A estas alturas, el guirigay es máximo, e igual que la capital está en Madrid, Madrid, su comunidad, es la capital de esta infausta situación. Los que vivimos en Madrid estamos viviendo ahora, adonde quiera que vayamos, una batería de preguntas cuya insistencia permite un resumen: ¿por qué no te vas? Parece que Madrid está incendiado, o contaminado hasta los límites que no se pueda drenar. Y que hay que irse de allí a toda costa. Volví a Tenerife este miércoles; desde aquí he seguido las noticias de la pandemia, que me permiten hacer el resumen que hay en el primer párrafo. La inepcia con la que se está trabajando parte de la ineptitud de las personas, que sin tener en cuenta las recomendaciones médicas o científicas están dictando normas que ni han estudiado ni han contrastado. El ego político se ha hecho superlativo. Alguien debe poner orden, y ese alguien no puede ser quien ha dejado al garete la solución de la crisis. Cada vez que he escuchado estos días que hay que escapar de allí me he acordado de aquel dicho de mi madre, "Adiós, Madrid, que te quedas sin gente". En los últimos treinta años Madrid ha sido gobernando sucesivamente por presidentes que han ido cayendo del cartel y ahora están en tela de juicio, valga la redundancia.
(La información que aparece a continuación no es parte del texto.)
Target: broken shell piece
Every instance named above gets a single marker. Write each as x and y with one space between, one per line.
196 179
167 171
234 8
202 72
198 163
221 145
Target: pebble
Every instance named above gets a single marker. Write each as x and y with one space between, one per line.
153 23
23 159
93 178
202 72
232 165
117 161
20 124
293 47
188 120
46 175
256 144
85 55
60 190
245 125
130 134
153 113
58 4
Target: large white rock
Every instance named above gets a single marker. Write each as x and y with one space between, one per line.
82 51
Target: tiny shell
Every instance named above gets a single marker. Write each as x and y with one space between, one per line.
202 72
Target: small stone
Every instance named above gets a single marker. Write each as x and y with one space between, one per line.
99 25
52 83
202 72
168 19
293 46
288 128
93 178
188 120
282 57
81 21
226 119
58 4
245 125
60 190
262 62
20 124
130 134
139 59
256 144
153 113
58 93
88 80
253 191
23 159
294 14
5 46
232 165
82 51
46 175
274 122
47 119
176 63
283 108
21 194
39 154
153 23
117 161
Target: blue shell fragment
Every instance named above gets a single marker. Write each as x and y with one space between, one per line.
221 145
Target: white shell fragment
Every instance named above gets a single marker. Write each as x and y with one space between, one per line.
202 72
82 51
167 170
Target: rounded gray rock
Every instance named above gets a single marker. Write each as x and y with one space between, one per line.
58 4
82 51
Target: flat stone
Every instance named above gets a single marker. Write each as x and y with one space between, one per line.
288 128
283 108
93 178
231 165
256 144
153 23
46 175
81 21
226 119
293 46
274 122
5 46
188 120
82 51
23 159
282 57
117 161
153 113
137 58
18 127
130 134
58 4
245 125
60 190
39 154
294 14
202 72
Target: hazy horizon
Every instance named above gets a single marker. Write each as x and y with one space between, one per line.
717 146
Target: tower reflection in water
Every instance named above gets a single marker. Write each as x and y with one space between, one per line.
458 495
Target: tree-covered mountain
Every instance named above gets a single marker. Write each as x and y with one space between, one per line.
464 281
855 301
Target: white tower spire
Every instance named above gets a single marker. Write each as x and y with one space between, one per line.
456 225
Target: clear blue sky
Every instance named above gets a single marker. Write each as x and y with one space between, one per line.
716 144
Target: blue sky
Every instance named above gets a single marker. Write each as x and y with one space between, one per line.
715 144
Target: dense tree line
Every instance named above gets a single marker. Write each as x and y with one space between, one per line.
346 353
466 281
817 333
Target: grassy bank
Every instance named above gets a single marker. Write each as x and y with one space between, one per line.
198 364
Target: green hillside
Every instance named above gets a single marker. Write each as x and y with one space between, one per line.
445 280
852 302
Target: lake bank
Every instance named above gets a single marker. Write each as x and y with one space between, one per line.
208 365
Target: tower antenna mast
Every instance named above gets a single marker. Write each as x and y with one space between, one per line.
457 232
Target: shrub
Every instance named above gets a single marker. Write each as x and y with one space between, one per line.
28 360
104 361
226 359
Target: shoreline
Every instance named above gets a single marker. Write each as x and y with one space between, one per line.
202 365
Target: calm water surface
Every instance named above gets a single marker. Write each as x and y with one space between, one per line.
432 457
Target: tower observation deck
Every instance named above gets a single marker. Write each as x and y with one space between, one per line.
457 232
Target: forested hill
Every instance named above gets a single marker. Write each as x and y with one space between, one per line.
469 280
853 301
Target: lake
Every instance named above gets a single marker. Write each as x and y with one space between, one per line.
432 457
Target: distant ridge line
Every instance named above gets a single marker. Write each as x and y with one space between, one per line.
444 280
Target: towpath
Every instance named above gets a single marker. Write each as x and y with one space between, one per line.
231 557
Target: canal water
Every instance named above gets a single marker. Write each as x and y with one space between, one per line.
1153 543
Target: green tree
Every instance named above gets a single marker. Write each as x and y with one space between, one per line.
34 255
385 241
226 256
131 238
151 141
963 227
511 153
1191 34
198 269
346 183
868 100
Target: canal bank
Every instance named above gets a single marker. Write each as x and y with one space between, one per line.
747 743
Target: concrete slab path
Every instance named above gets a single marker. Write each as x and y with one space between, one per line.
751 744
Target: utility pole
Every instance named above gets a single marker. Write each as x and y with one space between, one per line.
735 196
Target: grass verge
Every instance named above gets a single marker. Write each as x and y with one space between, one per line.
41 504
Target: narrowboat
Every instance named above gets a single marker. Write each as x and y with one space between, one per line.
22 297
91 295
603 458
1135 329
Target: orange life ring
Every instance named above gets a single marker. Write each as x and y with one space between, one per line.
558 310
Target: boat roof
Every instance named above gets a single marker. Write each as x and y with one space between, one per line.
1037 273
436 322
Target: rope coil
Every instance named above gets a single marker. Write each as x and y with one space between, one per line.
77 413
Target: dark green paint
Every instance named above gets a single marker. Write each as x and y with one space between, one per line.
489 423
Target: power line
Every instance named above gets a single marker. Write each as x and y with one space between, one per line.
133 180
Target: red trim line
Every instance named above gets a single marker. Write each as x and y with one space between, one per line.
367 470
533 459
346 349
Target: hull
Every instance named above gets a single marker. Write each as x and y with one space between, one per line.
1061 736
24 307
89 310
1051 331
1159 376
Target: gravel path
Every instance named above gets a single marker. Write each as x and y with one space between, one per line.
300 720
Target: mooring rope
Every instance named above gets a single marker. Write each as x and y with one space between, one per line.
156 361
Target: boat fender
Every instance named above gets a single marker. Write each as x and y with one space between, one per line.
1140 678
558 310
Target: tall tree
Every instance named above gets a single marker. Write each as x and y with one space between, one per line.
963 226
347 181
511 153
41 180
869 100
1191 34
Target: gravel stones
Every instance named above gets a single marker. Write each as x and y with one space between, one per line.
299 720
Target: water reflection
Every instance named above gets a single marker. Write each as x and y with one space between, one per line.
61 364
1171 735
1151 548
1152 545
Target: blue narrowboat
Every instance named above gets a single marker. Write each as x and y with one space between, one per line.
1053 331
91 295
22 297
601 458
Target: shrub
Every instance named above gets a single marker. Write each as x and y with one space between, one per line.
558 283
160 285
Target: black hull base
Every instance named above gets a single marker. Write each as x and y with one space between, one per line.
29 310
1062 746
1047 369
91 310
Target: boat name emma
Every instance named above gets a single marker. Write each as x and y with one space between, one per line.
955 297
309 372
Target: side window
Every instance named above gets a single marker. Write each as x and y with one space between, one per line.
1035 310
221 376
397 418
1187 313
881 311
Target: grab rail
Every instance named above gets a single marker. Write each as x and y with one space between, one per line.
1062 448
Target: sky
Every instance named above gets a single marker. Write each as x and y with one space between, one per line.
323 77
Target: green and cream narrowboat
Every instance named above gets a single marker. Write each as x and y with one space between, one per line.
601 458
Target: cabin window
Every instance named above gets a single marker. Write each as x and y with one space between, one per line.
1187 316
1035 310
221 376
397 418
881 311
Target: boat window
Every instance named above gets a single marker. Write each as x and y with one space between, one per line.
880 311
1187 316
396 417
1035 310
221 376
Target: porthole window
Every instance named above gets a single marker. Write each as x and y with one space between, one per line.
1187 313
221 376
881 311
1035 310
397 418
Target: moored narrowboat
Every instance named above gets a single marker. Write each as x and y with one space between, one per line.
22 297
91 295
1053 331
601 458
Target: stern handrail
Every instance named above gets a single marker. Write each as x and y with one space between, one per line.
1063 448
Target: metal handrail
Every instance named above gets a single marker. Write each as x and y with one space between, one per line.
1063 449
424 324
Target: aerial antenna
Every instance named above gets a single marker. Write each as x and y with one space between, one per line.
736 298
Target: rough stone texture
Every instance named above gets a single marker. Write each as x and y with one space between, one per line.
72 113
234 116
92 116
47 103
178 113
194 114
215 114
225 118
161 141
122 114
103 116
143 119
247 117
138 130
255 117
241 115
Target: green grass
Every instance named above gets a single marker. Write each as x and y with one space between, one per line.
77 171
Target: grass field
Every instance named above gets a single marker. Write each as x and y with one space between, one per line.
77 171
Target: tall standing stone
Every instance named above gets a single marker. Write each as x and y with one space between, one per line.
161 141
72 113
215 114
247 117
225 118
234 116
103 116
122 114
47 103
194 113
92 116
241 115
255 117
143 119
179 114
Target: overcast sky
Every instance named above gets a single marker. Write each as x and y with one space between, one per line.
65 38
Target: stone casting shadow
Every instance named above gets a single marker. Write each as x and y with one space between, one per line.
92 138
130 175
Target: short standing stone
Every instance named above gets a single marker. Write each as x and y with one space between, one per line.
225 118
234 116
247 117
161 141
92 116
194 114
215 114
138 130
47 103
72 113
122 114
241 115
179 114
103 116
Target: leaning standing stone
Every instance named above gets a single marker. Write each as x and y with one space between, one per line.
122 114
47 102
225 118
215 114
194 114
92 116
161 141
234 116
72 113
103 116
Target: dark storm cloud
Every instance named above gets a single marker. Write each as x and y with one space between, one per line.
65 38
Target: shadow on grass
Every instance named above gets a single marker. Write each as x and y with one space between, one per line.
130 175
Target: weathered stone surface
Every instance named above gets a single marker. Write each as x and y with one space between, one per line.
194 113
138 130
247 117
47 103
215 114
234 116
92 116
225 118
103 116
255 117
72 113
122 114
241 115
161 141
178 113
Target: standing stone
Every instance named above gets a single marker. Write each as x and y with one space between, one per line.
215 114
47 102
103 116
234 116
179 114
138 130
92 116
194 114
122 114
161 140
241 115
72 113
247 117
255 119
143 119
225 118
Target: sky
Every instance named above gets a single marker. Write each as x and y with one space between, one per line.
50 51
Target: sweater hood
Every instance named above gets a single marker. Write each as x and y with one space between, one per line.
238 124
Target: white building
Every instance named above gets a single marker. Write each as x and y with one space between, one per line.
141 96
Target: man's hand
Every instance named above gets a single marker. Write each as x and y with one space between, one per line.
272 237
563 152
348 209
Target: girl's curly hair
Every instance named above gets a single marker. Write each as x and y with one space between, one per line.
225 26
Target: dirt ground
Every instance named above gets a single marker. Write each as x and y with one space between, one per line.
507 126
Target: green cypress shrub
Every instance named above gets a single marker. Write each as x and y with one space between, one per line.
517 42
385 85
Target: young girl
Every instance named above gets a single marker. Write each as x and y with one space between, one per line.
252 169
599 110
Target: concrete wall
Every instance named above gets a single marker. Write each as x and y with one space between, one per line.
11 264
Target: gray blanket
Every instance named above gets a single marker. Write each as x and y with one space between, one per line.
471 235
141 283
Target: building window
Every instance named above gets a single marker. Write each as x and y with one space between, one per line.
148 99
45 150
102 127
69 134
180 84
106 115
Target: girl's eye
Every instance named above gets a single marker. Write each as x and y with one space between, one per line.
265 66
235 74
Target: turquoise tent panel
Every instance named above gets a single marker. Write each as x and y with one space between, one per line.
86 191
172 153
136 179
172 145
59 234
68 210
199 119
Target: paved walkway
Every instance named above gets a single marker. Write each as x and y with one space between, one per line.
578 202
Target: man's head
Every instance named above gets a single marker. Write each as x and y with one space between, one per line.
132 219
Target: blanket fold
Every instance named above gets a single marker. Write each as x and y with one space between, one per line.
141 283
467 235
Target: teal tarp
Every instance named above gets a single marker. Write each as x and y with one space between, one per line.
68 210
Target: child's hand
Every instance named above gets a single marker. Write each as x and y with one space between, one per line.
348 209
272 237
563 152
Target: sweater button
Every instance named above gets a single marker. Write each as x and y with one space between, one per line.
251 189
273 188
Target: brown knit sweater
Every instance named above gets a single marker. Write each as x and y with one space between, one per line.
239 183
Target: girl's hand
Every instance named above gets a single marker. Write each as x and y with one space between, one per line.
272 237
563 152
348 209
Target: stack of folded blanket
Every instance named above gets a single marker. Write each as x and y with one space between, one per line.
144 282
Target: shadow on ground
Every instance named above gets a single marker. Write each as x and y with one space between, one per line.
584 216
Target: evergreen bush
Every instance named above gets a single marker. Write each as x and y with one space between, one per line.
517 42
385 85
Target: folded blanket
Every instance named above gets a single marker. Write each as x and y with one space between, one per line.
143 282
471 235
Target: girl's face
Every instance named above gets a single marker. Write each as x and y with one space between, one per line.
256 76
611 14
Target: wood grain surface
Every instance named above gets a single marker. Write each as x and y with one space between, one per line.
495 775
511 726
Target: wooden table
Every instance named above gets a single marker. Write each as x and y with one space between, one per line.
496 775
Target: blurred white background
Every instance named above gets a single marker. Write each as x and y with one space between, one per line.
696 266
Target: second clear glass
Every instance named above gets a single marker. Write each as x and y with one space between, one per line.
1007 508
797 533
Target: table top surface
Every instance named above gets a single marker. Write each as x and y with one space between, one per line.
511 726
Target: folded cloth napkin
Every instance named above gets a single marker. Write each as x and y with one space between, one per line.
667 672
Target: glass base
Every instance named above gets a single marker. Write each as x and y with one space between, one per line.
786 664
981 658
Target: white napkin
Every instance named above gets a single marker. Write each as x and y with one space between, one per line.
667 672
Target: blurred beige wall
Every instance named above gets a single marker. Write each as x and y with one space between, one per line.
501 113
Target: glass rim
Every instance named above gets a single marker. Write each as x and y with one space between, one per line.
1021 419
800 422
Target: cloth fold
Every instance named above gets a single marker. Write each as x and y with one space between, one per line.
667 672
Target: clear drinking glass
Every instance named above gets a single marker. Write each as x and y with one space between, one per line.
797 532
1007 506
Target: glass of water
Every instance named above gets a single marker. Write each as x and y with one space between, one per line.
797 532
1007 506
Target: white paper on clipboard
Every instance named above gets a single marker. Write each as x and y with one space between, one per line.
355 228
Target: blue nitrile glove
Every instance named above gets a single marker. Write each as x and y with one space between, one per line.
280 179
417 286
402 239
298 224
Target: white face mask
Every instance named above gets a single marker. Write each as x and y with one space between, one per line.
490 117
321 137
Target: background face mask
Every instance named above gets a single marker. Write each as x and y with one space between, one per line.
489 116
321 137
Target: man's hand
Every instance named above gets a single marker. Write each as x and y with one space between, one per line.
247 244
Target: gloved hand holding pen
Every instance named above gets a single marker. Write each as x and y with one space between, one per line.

Y a Madrid sigue yendo gente, y así seguirá siendo, porque ni los cargos son eternos ni las crisis se quedan en la piel, aunque destrocen el corazón de los pueblos. Mi madre no quería por nada del mundo que me fuera de casa cuando había tormenta, pero ella entendería perfectamente que volviera hoy mismo acaso para ir impidiendo que el lugar donde nació mi nieto no se quede del todo sin gente.